Concrete Research Questions
- Does a Karoline-specific LoRA beat the base model on held-out phrase prediction?
- Does it beat a retrieval-only baseline built from prior briefings?
- Does it add anything on top of same-day White House context?
- Can it beat Polymarket prices on a subset of wording markets, or at least improve calibration when combined with them?
- Does the adapter mostly change tone, or does it genuinely improve content prediction?
Immediate Build Plan
1. Build a dated corpus of official Leavitt appearances with source URLs and deduplication. 2. Mark each item by source quality: official transcript, official caption, broadcast transcript, or manually recovered transcript. 3. Build a companion context dataset from same-day White House remarks, calendar items, executive actions, and major news triggers. 4. Collect historical wording-sensitive prediction markets and normalize their settlement rules. 5. Run a baseline stack before any LoRA training: generic frontier model, base local model, retrieval-only baseline, and market-implied probabilities. 6. Only then test whether a LoRA adds incremental predictive signal.
Open Questions
- How much official Leavitt transcript material actually exists in reusable text form?

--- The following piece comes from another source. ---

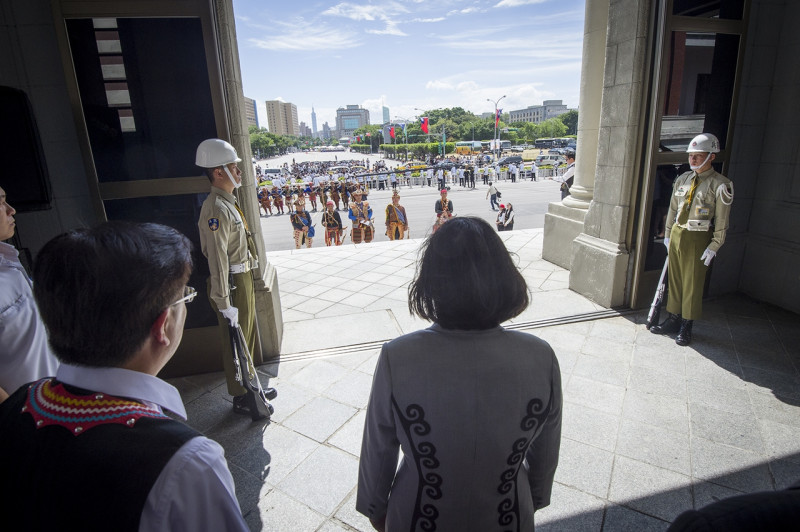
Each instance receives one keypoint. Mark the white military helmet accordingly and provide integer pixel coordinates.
(212, 153)
(703, 143)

- How often do briefing words matter because of Leavitt specifically, versus because the administration's line was already obvious?
- Which market formulations are robust enough for evaluation, and which are too settlement-fragile?
- Is the right unit a full simulated briefing, or a narrower next-answer / phrase-probability task?
For now, the right posture is to treat this as a research workbench: collect the corpus, define the clean benchmark, and resist the temptation to celebrate a style clone before we know whether it predicts anything tradable.